Please see the research cited and discussed at: https://vitamindstopscovid.info/00-evi/. The immune system needs at least 50 ng/mL 125 nmol/L circulating 25-hydroxyvitamin D to function properly. This is twice or more what most people have, at least in winter, if they are not supplementing vitamin D3 properly and have not recently had a lot of UV-B exposure of ideally white skin.

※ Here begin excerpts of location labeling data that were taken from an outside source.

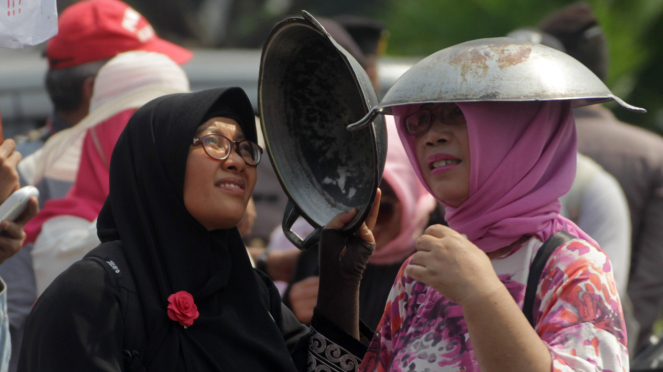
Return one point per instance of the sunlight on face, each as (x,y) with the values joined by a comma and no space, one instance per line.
(216,192)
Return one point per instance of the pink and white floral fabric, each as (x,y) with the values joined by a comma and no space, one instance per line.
(577,314)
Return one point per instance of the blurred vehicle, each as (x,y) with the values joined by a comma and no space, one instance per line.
(24,103)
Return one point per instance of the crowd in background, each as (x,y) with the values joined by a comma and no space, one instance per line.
(107,62)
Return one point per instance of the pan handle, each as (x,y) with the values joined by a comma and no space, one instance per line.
(291,215)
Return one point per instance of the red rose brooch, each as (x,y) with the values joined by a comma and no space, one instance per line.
(182,309)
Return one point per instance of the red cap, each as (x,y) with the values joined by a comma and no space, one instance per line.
(93,30)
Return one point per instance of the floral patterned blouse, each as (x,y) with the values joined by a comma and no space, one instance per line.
(577,314)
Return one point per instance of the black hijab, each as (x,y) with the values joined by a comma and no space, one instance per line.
(169,251)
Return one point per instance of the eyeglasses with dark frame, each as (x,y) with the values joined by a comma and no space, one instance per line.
(219,147)
(420,121)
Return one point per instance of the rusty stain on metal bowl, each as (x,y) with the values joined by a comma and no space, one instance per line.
(498,69)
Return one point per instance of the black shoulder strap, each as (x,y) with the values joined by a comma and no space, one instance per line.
(111,257)
(536,269)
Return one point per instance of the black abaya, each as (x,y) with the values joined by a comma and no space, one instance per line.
(77,321)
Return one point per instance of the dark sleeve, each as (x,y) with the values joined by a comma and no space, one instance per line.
(76,324)
(306,267)
(321,344)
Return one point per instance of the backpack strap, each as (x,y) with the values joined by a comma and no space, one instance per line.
(536,269)
(111,257)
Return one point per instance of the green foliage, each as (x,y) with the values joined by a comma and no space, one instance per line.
(633,29)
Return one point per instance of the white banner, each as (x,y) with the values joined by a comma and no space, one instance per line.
(27,22)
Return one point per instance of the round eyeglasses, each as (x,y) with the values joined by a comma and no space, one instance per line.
(219,147)
(420,121)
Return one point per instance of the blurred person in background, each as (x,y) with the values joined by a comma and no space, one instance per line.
(371,38)
(65,230)
(11,239)
(90,33)
(405,207)
(633,155)
(597,204)
(171,287)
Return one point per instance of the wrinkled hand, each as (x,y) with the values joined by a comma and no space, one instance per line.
(8,174)
(12,236)
(281,265)
(345,257)
(303,298)
(454,266)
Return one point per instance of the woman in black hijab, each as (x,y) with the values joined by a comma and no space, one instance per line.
(168,227)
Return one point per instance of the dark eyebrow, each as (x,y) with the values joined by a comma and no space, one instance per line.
(214,130)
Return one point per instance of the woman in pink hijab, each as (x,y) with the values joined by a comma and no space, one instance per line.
(456,304)
(405,208)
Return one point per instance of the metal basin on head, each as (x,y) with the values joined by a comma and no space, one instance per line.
(498,69)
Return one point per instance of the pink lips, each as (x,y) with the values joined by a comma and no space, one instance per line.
(238,183)
(439,157)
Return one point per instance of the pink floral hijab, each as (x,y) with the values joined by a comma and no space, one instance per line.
(523,159)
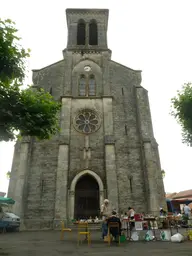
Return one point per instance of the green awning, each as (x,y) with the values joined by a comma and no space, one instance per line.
(6,200)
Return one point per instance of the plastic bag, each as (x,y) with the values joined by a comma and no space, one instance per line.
(177,238)
(135,236)
(149,236)
(165,235)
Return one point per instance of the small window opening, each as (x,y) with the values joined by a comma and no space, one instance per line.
(42,186)
(125,129)
(93,33)
(82,86)
(81,33)
(131,185)
(92,89)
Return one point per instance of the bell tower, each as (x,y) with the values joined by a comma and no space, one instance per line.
(87,29)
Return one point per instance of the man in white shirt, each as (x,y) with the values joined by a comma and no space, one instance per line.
(187,210)
(106,212)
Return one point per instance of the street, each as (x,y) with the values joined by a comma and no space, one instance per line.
(48,243)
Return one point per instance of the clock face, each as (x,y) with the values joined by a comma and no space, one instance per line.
(87,68)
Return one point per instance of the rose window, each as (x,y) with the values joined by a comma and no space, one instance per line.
(87,121)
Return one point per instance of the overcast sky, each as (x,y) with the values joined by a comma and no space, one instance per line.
(152,35)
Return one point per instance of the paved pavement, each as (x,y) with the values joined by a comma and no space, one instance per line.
(48,243)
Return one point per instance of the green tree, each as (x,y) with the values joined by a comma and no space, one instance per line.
(30,112)
(182,111)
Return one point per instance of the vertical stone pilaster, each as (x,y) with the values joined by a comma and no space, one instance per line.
(65,117)
(153,197)
(108,116)
(110,164)
(61,197)
(61,183)
(153,185)
(110,156)
(19,205)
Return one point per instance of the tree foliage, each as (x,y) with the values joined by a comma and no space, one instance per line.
(31,112)
(182,111)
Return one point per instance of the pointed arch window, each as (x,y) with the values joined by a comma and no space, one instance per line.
(93,33)
(92,85)
(87,85)
(82,86)
(81,33)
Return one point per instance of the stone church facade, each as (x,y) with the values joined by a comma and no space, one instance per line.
(106,146)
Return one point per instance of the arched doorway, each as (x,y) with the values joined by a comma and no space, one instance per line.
(86,197)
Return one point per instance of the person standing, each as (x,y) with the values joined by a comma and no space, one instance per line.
(115,231)
(131,215)
(187,210)
(106,212)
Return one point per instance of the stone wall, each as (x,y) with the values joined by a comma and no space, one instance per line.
(127,138)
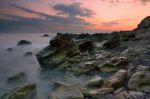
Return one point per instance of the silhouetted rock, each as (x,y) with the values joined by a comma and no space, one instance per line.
(19,77)
(87,46)
(9,49)
(24,42)
(145,23)
(46,35)
(61,48)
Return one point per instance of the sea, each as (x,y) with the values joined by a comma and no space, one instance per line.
(15,61)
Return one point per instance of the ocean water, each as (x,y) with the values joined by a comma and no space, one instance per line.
(12,62)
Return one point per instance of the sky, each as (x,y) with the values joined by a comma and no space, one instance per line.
(73,16)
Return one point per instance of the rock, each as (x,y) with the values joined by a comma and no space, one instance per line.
(82,67)
(22,92)
(24,42)
(87,46)
(9,49)
(140,80)
(116,80)
(61,48)
(95,81)
(130,95)
(95,93)
(145,23)
(19,77)
(28,54)
(64,91)
(45,35)
(113,42)
(113,64)
(128,36)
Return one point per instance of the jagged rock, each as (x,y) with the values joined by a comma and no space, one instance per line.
(24,42)
(113,64)
(61,48)
(22,92)
(140,80)
(82,67)
(95,81)
(64,91)
(87,46)
(95,93)
(113,42)
(130,95)
(116,80)
(145,23)
(19,77)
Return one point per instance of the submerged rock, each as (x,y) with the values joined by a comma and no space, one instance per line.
(113,64)
(24,42)
(19,77)
(22,92)
(45,35)
(66,91)
(116,80)
(28,54)
(95,93)
(61,48)
(95,81)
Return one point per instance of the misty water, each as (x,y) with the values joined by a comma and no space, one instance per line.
(15,61)
(12,62)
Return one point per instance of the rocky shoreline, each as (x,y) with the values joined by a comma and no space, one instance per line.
(117,65)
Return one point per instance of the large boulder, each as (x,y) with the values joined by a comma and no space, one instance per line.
(95,93)
(145,23)
(131,95)
(94,82)
(87,46)
(116,80)
(22,92)
(61,48)
(140,80)
(17,78)
(113,64)
(63,90)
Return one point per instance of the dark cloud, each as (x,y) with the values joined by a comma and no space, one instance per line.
(110,24)
(73,10)
(45,23)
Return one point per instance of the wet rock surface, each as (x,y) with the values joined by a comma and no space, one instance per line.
(123,54)
(24,42)
(99,66)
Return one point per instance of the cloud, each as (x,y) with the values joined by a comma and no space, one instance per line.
(45,22)
(115,2)
(74,9)
(110,24)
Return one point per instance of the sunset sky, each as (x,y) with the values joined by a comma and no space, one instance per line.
(27,16)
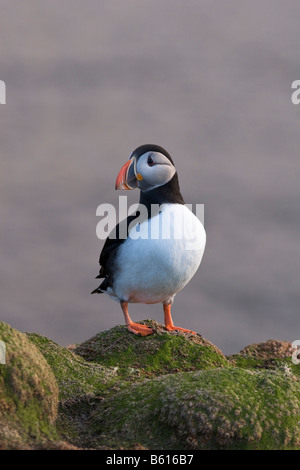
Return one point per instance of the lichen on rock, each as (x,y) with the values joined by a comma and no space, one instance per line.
(167,391)
(28,394)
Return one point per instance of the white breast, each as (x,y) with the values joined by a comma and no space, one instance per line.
(160,256)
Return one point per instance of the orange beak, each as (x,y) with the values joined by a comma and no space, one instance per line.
(122,178)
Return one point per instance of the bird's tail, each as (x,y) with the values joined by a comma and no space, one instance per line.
(97,291)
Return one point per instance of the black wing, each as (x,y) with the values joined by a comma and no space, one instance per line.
(109,253)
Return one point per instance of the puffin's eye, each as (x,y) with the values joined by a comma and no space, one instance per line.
(150,161)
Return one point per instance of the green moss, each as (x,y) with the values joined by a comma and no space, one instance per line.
(75,376)
(28,394)
(212,409)
(152,355)
(164,391)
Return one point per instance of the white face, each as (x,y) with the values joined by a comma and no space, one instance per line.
(153,169)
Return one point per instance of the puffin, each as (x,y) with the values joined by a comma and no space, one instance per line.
(152,254)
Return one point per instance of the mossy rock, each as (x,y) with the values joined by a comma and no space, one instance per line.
(28,394)
(210,409)
(77,378)
(161,353)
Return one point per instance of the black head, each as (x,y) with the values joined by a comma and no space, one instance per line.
(152,170)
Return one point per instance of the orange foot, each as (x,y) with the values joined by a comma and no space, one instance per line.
(139,329)
(177,328)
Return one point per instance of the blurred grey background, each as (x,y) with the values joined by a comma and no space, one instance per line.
(87,82)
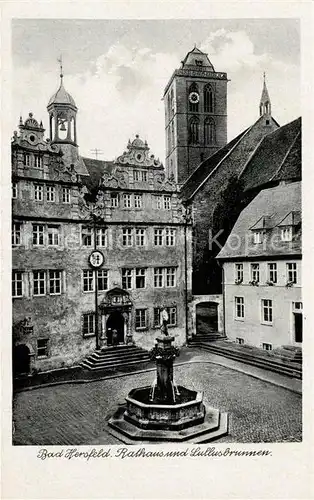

Self-destructive, indiscriminate cell-destroying, inflammatory responses, even with healthy 25-hydroxyvitamin D, drive sepsis, severe COVID-19, Kawasaki disease, MIS-C etc. and surely disrupt neurogenesis, and so neurodevelopment. This is due to our ancestors evolving excessively strong inflammatory responses, which are directed at multicellular parasites, such as helminths (intestinal worms), due to ubiquitous helminth infections, with those helminths emitting one or more compounds which down-regulate these responses which target them. Now that we - and our companion and agricultural animals - are dewormed, we have generally excessive inflammatory responses, with a great deal of individual variation due to genetic differences and exposure to triggering compounds and pathogens.
Both helminthic therapy (introducing a relatively benign helminth infestation) and medically supervised extra-high 25-hydroxyvitamin D protocols (Coimbra) can be used to suppress a wide range of inflammatory autoimmune disorders, including multiple sclerosis, psoriasis, cluster headaches and migraine: https://vitamindstopscovid.info/06-adv/.
excellent summation Robin. Notice it took 16 months from submission to publication.